Beets are a great source of folate, which guards against birth defects, beets may help detoxify carcinogens and relieve inflammation. The greens are rich in eyesight-saving lutein and zeaxanthin, so eat them too.
Olive oil gets all the glory these days, yet safflower oil, a polyunsaturated fat, deserves praise too. A recent study found cooking with it increased lean muscle, stabilized blood sugar and torched belly fat — which could be promising news for people with diabetes and those battling the bulge.
Make these sinfully delicious, yet virtuous, cupcakes for your next bake sale or party. Your family, friends and body will all thank you."
Velvety beet cupcakes with raspberry icing
Published by Chatelaine on 12/1/2010
Preparation time 15 minutes
Preparation time 25 minutes
Makes 12 Cupcakes
Ingredients
1/4 cup frozen raspberries
1 1/4 cups all-purpose flour
1/4 cup unsweetened cocoa powder, preferably Fry's
3/4 tsp baking powder
1/4 tsp baking soda
1/2 tsp salt
1/2 398-mL can beets, rinsed, drained, patted dry
3/4 cup granulated sugar
1/4 cup safflower oil
1 egg
1 tsp vanilla
1/2 cup buttermilk
1/2 250-g block light cream cheese, cubed
1/2 cup icing sugar
1.Measure out raspberries and leave on counter. Preheat oven to 350F. Line a 12-cup muffin pan with paper cups or spray with oil. Stir flour with cocoa, baking powder, baking soda and salt in a large bowl. Purée beets in a blender or food processor. Beat sugar with oil in a medium-sized bowl, using an electric mixer, until combined, 2 min. Beat in egg, then beets and vanilla. Gradually beat in one-third of flour mixture just until blended, then half of buttermilk. Repeat additions, ending with flour mixture. Divide batter among muffin cups, filling each 3/4 full.
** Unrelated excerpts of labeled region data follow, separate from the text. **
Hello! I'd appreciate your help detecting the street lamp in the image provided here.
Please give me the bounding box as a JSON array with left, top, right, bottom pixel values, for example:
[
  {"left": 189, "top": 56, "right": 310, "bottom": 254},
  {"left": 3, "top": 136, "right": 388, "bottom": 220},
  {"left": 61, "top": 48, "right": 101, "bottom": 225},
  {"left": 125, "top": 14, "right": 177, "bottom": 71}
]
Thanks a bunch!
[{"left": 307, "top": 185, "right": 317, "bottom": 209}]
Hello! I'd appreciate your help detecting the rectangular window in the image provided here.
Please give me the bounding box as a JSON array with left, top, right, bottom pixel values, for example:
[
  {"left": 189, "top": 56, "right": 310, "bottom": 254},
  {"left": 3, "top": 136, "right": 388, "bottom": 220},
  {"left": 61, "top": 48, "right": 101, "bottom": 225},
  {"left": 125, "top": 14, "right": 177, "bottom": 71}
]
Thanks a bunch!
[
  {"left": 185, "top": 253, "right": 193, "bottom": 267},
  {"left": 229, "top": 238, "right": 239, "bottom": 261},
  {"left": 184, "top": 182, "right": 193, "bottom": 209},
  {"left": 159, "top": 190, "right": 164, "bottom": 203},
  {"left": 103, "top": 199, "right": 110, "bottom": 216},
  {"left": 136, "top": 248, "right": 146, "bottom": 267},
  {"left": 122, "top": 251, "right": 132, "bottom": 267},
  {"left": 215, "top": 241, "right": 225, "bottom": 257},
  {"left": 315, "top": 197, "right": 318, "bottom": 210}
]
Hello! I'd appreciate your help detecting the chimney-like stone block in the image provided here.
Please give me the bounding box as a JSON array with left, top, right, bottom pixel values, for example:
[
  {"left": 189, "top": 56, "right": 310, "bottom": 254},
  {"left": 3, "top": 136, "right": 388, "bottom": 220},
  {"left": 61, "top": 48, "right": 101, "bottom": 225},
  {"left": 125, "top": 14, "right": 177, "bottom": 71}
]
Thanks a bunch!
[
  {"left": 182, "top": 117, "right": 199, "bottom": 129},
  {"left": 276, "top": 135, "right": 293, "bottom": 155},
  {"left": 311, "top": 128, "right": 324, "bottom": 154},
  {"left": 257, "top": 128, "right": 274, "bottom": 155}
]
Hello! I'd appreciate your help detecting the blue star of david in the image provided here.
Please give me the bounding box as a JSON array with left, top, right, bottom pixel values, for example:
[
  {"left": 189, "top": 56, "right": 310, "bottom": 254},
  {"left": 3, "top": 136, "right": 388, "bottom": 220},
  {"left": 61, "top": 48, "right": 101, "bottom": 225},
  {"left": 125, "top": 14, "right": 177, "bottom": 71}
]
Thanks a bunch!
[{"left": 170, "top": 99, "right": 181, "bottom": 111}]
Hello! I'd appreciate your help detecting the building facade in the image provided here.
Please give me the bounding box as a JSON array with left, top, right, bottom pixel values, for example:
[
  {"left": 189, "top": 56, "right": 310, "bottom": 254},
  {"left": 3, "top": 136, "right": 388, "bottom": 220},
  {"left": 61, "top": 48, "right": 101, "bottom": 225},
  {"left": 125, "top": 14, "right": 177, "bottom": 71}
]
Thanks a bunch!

2.Bake in centre of oven until a cake tester inserted in cupcakes comes out clean, 20 to 25 min. Cool in pan on a rack for 15 min, then remove cakes to a rack to cool completely before icing.
3.PUSH raspberries through a sieve into a bowl, using the bottom of a ladle. Discard seeds. Stir in cream cheese and icing sugar until evenly mixed. Spread over cooled cupcakes.